In 2014, Trump described net neutrality as “Obama’s attack on the internet,” calling it a “top down power grab.”

The repeal of net neutrality has pornographers worried. Online pornography businesses such as PornHub and YouPorn have vehemently opposed the Trump move because, as a pro-porn Yahoo News article warns, “the loss of net neutrality will likely reshape the entire (pornography) industry.” 

“Without [net neutrality], the cable and wireless companies that control internet access will have unfair power to pick winners and losers in the market,” Corey Price, vice president of Pornhub, told Motherboard.

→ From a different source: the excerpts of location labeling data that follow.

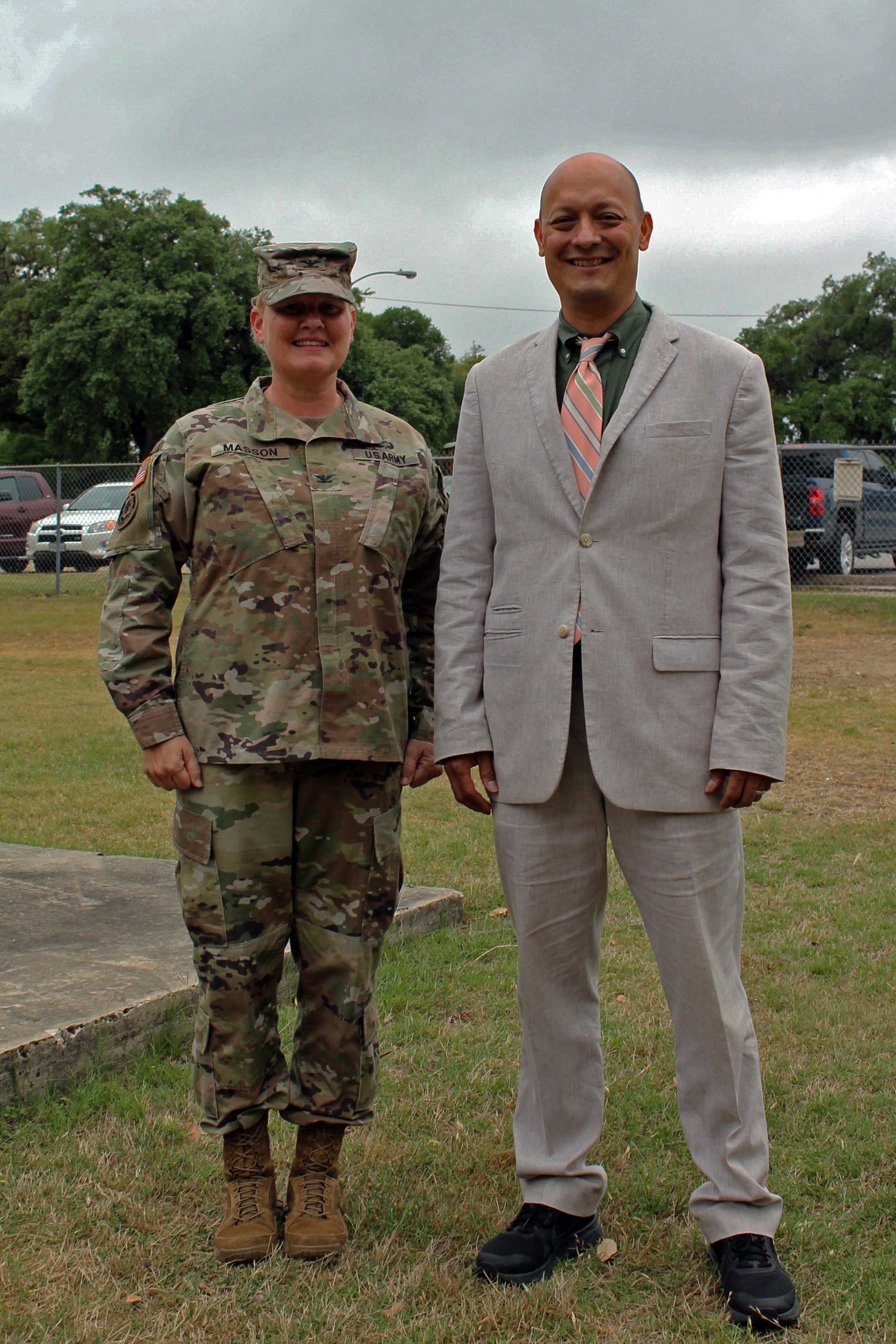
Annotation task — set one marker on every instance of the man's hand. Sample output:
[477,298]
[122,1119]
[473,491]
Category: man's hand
[740,788]
[461,780]
[420,764]
[172,765]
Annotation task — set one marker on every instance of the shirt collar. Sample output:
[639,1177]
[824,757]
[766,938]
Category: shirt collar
[268,423]
[626,328]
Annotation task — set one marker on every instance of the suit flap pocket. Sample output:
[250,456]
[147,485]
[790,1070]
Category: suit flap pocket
[687,652]
[192,835]
[388,832]
[679,429]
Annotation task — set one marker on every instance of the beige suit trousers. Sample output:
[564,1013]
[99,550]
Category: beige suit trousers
[686,873]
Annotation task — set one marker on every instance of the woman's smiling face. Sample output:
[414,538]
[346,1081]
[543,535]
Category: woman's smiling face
[306,338]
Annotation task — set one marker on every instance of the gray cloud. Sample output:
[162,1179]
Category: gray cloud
[425,130]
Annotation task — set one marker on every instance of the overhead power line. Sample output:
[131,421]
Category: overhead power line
[503,308]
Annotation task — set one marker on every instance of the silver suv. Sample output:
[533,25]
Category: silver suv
[85,529]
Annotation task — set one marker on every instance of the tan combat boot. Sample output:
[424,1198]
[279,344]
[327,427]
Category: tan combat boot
[249,1229]
[314,1225]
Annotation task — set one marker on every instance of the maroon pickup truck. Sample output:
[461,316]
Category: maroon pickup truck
[24,498]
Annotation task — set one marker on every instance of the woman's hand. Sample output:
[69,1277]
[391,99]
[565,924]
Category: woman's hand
[420,764]
[172,765]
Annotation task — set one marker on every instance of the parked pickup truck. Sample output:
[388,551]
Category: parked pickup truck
[24,498]
[836,531]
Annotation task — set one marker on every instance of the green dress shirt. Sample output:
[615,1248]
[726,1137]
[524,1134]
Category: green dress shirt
[616,359]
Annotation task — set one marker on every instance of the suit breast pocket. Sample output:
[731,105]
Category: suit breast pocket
[679,429]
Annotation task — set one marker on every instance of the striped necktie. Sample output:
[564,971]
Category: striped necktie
[582,420]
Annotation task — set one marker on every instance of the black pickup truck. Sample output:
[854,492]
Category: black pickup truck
[836,533]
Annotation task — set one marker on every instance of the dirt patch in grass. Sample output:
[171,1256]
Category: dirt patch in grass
[832,785]
[866,662]
[842,744]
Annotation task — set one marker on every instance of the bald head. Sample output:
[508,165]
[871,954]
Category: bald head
[580,169]
[590,230]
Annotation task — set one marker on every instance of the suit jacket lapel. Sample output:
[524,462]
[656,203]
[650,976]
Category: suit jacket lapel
[656,353]
[540,367]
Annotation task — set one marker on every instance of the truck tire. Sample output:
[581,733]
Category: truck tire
[840,557]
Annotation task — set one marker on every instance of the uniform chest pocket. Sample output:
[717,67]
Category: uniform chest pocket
[396,507]
[249,514]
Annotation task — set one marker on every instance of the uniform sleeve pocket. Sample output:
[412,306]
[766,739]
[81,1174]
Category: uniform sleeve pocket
[114,617]
[679,429]
[192,835]
[687,652]
[388,832]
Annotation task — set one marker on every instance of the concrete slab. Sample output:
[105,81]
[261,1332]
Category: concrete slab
[97,959]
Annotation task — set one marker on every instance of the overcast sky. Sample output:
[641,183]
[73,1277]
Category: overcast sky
[764,132]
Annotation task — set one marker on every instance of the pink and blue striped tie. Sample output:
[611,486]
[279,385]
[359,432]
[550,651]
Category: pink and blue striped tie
[582,420]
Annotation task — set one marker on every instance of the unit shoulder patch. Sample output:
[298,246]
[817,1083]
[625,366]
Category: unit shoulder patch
[128,509]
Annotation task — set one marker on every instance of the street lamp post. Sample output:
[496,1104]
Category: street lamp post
[409,275]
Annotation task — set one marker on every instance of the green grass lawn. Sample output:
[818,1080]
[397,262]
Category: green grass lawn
[109,1195]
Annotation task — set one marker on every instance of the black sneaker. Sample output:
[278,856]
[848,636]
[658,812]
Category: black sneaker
[758,1290]
[538,1237]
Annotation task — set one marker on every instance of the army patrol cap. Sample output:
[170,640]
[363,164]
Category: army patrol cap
[288,269]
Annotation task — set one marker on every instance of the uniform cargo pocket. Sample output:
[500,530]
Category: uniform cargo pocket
[384,879]
[192,835]
[388,832]
[687,652]
[198,882]
[204,1089]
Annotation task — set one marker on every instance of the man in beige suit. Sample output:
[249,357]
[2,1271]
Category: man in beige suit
[613,655]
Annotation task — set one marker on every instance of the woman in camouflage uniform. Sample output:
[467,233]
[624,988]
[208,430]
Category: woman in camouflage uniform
[302,703]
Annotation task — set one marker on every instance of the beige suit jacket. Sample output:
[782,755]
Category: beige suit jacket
[680,556]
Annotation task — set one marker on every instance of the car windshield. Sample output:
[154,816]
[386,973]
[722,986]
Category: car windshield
[109,498]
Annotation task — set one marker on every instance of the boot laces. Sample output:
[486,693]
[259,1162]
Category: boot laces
[531,1215]
[319,1163]
[244,1164]
[752,1251]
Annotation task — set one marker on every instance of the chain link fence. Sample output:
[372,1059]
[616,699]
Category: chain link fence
[842,517]
[56,521]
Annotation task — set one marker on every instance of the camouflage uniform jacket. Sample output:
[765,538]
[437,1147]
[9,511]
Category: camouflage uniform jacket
[314,562]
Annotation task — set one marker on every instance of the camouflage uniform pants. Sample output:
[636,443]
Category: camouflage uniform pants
[306,854]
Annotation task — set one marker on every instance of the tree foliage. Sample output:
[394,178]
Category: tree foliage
[832,361]
[128,310]
[142,319]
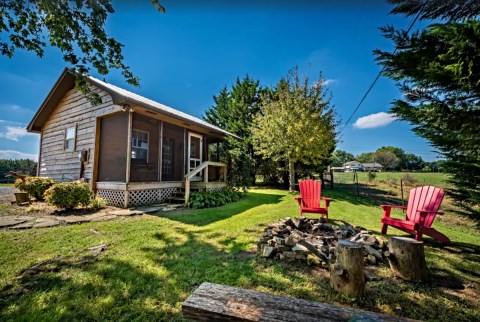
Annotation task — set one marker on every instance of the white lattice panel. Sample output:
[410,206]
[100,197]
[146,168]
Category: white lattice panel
[112,197]
[149,196]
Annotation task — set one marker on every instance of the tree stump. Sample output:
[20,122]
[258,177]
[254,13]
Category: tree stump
[347,274]
[407,259]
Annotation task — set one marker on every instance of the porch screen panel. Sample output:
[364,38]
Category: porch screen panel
[173,167]
[113,148]
[144,163]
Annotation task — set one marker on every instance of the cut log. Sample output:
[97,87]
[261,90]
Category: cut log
[214,302]
[350,263]
[407,259]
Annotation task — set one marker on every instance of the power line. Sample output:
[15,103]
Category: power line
[374,81]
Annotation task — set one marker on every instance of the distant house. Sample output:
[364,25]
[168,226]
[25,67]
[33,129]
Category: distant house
[375,167]
[352,166]
[130,149]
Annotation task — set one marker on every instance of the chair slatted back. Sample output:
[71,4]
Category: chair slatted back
[310,191]
[424,198]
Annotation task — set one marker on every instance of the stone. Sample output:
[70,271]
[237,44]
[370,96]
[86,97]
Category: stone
[70,220]
[45,223]
[300,249]
[150,209]
[11,221]
[25,225]
[371,259]
[103,218]
[290,241]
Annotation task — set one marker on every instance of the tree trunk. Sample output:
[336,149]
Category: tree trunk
[347,274]
[291,177]
[407,259]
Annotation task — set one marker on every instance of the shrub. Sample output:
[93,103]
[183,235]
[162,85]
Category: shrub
[97,203]
[213,198]
[68,195]
[34,186]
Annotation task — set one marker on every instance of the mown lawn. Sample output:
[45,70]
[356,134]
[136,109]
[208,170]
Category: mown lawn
[155,262]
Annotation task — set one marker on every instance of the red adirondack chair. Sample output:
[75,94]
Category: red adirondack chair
[310,196]
[423,204]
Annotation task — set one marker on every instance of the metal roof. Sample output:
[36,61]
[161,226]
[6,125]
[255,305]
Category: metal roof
[119,96]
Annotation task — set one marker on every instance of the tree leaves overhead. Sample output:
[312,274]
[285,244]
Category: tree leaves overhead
[76,28]
[450,10]
[438,70]
[297,123]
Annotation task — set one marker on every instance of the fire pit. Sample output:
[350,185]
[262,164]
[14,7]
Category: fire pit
[314,241]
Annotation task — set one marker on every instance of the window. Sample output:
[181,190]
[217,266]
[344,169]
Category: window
[70,134]
[140,146]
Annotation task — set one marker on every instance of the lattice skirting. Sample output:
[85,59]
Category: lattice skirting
[135,197]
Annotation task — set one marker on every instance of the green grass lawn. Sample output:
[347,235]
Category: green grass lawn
[155,262]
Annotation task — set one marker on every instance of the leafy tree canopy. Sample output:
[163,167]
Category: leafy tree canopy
[438,69]
[76,28]
[297,123]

Alex Hawkins, a spokesperson for xHamster, said the repeal would favor the promotion online of a “heteronormative version of sexuality.”

“Net neutrality is the first step in making the US market align with more conservative regimes across the world, not just in terms of porn, but in ideas about sexuality,” Hawkins said.

“The same governments that severely restrict adult content are also the ones that limit sexual expression, LGBTQ rights, women's rights and access to different ideas.”

Fornication, adultery, and other sexual immorality on camera is currently the number one online industry in the world. Last year, PornHub alone used 3,110 petabytes of bandwidth. Viewers watched 4,599,000,000 hours –5,246,000 years– of explicit and intentionally lust-generating video.  

Some states have declared online porn a “public health crisis.” Critics say the cost to society is incalculable.

In 2014, when the Obama administration first pursued “net neutrality” regulations, Sen. Cruz refuted the issue in a popular video titled, “The Negative Consequences of Net Neutrality Explained in 2 Minutes.”

Conservatives claim “net neutrality” is a misnomer. They say government regulation is unnecessary and inhibits capitalist investment in the industry. Deregulation, they say, will spur investors to improve the internet, increasing speed and bringing down costs for consumers.

“Innovation is happening without having to go to government and say ‘Mother, may I?’” Senator Ted Cruz (R-TX) said.  “What happens when the government starts regulating a service as a public utility is it calcifies everything and freezes it in place.”

“Despite its unassuming name, the Obama administration’s ‘net neutrality’ regulation threatens the free and open internet that has done so much to advance modern society,” House Speaker Paul Ryan said. “The Trump administration’s action to roll back this egregious government overreach … will benefit all users of the internet.”

The American Civil Liberties Union also opposed Thursday’s vote, and wrote both the FCC and Congress against deregulation. California, New York, and other states said they would legislatively and/or legally challenge the FCC’s move.